What concerned him about the present situation, he said, was that “the people who are building the most capable systems freely admit that they don’t understand exactly how they exhibit the behaviours that they do”. When asked whether this was “quite terrifying”, Clifford replied: “Absolutely”.
However, Clifford said that AI also had the potential to be an overwhelming force for good — provided that we find ways to control it. “If it goes right . . . you can imagine AI curing diseases, making the economy more productive, helping us get to a carbon neutral economy.”
Global regulators are trying to come to grips with the technology which is moving at pace. Both the White House and Downing Street have convened summits of AI leaders in recent weeks to find a path forward.
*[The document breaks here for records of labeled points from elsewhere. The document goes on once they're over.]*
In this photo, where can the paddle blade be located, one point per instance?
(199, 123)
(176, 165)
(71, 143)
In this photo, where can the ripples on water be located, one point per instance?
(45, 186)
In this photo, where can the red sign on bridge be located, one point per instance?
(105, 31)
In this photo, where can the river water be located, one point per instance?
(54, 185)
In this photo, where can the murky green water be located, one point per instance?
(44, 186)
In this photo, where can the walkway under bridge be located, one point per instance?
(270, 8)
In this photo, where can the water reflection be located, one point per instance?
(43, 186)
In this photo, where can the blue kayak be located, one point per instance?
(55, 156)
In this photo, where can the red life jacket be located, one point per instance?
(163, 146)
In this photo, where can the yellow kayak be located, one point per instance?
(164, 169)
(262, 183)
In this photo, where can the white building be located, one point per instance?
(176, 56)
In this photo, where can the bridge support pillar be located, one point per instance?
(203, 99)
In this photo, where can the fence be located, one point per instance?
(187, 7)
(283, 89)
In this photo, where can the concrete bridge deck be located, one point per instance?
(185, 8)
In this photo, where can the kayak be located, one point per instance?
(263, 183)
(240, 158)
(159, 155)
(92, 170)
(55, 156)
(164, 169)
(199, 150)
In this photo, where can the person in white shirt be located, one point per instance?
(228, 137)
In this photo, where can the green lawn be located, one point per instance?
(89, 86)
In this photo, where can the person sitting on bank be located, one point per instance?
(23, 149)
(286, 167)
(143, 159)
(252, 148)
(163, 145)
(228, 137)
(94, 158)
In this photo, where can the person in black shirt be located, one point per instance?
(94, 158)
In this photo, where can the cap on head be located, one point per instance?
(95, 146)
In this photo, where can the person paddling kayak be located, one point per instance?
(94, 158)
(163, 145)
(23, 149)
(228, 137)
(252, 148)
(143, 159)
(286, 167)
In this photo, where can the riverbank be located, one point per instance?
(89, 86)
Sunak is eager to promote the U.K. as a possible hub for a future global regulator, modelled on the nuclear body the International Atomic Energy Agency. He is also keen on the development of an international research entity akin to Cern, the particle research centre.
European and U.S. regulators met in Sweden this week to find some common ground on a voluntary code of conduct for AI firms, despite indications that they have differences in approach.
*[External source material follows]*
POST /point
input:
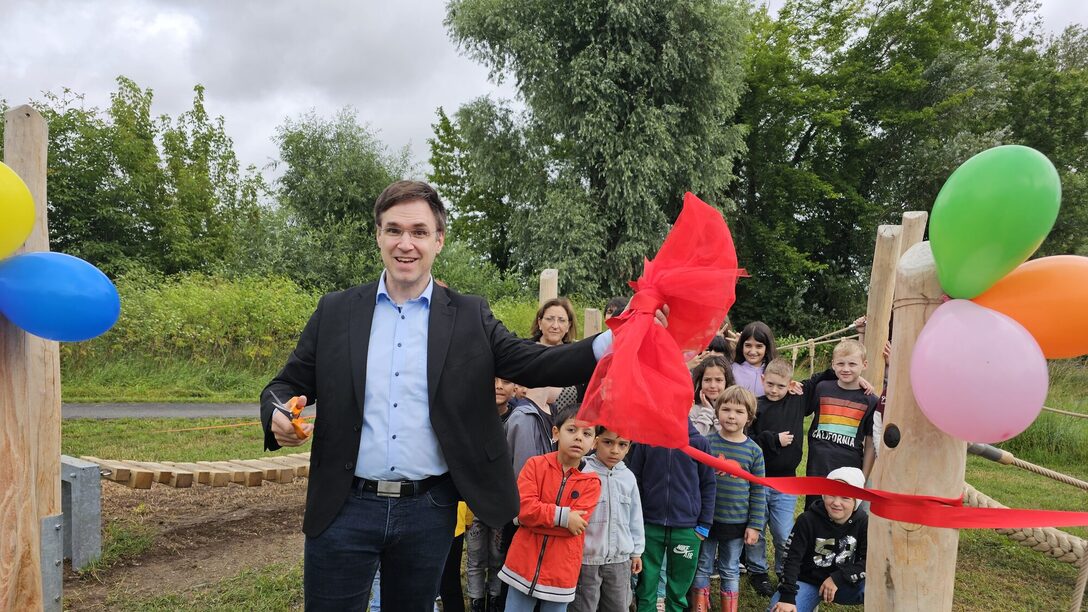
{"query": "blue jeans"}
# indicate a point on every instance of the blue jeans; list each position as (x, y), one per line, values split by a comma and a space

Brussels is forging ahead with the AI Act, which will designate certain types of the technology as high or low risk. Both the U.S. and U.K. are keen to develop approaches that do not damage innovation, but Sunak has recently signalled that Britain may take a more interventionist approach than it originally indicated in a recent white paper.
As the warnings from some quarters of the AI industry get louder and more extreme, some in the sector believe the alarm could be self-serving.
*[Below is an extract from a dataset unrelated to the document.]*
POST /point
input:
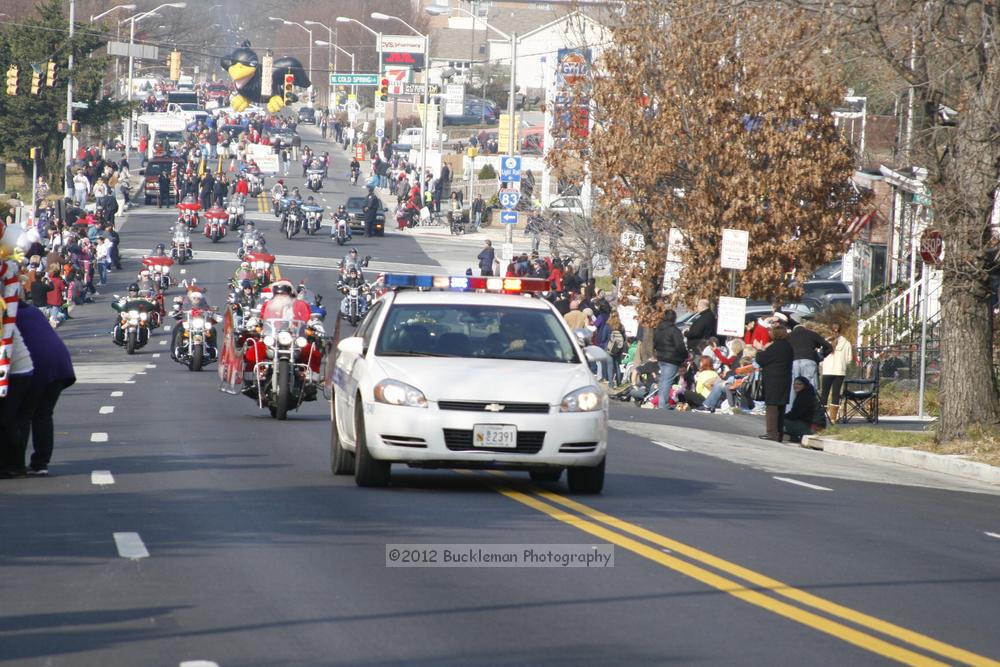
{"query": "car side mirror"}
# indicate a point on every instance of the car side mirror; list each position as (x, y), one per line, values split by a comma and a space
(353, 345)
Arvind Narayanan, professor of computer science at Princeton, wrote last week: “The history of technology to date suggests that the greatest risks come not from technology itself, but from the people who control the technology using it to accumulate power and wealth.
AI could bring positive things to the world, Clifford said, but warned it could be catastrophic
DADO RUVIC/REUTERS
“We should be wary of Prometheans who want to both profit from bringing the people fire, and be trusted as the firefighters.”
Others believe that the voices of prominent computer scientists, such as Geoffrey Hinton and Yoshua Bengio, two of the AI “godfathers” who have recently warned about the technology’s threats, are being treated like “hero scientists”.
Kyunghyun Cho, a prominent AI researcher and associate professor at New York University, told Venture Beat: “I think we are seeing the negative side of the hero scientist. They’re all just individuals. They can have different ideas. Of course, I respect them and I think that’s how the scientific community always works. We always have dissenting opinions. But now this hero worship, combined with this AGI doomerism . . . I don’t know, it’s too much for me to follow.”
Azeem Azhar, an industry expert at the research group Exponential View, said in his newsletter: “Just because people are experts in the core research of neural networks does not make them great forecasters, especially when it comes to societal questions or questions of the economy, or questions of geopolitics.”
He pointed out that Hinton warned in 2016 that radiologists could be made obsolete by AI — but the reality is that there are still worldwide shortages of radiologists.